By Peg Shambo
It was a sweltering summer day in New York City in the mid-1980’s. I had taken the train from upstate New York for a few days of job hunting and visiting with relatives and friends, my luggage and briefcase in tow. I was hot and frustrated after my long journey and dragging my bags through the train station. But I was looking forward to seeing my aunts Helen and Rita again. I knew they would have a cold drink and a good meal waiting for my arrival at their apartment.
From Grand Central station I took the subway. Thinking I was headed out to Queens, I suddenly realized I was on a train heading in the wrong direction. I grabbed my belongings and dashed across the platform to the correct train.
Just as the doors were closing, I realized I had left my briefcase on the first train! Oh no! I had come into town to talk to a recruiter interested in finding me a new job, and in my briefcase was a sheaf of resumes. Too late: the train was moving already!

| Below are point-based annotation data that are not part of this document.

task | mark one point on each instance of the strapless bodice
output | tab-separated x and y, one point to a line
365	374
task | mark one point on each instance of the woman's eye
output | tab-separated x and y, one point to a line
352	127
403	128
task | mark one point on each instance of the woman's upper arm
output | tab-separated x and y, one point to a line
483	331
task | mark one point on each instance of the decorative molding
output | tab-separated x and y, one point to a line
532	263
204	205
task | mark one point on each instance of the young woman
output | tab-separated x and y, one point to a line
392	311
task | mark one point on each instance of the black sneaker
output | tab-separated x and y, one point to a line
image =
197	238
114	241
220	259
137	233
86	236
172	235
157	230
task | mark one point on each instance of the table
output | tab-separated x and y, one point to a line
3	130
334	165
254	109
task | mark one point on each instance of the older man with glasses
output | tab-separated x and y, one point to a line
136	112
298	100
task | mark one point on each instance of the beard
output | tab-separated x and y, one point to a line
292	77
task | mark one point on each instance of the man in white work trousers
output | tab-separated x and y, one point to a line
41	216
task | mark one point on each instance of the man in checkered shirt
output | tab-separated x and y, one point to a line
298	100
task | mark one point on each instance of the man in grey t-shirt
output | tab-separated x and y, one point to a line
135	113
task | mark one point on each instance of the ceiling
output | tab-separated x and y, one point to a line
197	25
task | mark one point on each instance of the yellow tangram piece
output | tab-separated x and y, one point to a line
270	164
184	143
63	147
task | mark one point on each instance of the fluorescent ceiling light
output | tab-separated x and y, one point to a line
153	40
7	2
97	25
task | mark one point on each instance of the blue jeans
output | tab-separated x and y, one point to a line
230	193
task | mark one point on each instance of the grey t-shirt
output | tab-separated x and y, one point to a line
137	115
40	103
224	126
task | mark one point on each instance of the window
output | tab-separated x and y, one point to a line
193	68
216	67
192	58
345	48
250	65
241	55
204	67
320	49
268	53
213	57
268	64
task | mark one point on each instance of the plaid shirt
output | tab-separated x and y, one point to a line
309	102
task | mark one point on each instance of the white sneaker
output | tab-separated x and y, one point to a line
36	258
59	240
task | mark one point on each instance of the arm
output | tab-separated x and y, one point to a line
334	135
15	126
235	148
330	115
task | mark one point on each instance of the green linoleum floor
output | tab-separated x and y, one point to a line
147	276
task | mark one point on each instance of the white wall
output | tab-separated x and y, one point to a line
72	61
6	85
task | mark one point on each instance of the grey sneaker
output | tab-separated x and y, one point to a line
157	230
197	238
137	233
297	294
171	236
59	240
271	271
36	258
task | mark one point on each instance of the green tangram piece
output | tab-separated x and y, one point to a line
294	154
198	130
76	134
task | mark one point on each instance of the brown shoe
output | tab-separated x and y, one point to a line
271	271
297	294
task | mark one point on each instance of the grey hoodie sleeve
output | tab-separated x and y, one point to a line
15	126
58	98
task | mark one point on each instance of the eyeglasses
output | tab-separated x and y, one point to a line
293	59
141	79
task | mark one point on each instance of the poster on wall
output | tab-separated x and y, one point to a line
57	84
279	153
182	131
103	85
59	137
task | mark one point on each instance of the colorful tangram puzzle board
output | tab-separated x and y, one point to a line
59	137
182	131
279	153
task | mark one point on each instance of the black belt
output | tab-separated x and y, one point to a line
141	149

I got off at the next station and sought out a subway employee, who tried to make contact with someone further down the line, but the situation seemed impossible. This was New York City, notorious at that time for its crime, rude people, and crooks who would take advantage of anyone. I was crestfallen.
When I arrived at my aunts’ home, they were quite concerned. They had received a call from a complete stranger, who claimed he had found my briefcase on the subway. They wanted to hear the rest of the story.
After I filled them in, I returned his call within minutes. It turned out that he had been in that first subway car and had seen me leave my briefcase behind. He found my home phone number inside the briefcase, called the number, and talked to my daughter. She gave him the number to my aunts’ home.
He gave me directions to the hairdresser’s shop where he worked, so we piled into Aunt Rita’s car and drove into Manhattan. We found the address easily enough. I retrieved my briefcase, contents intact, from this wonderful man, while my aunts sat double-parked outside the shop.
When I offered him a cash reward, he would hear nothing of it. I was grateful, as I didn’t have a lot of money at the time, but was more than willing to part with something in order to show my appreciation for his helpfulness and honesty.
This is my belated public thank you to the kind soul who saved my day. I have since incorporated into my own life the same “random acts of kindness to others” that he showed me. I, too, decline any monetary reward for just helping others in this big, wide world. The reward is great: knowing that another person’s life has been changed for the better.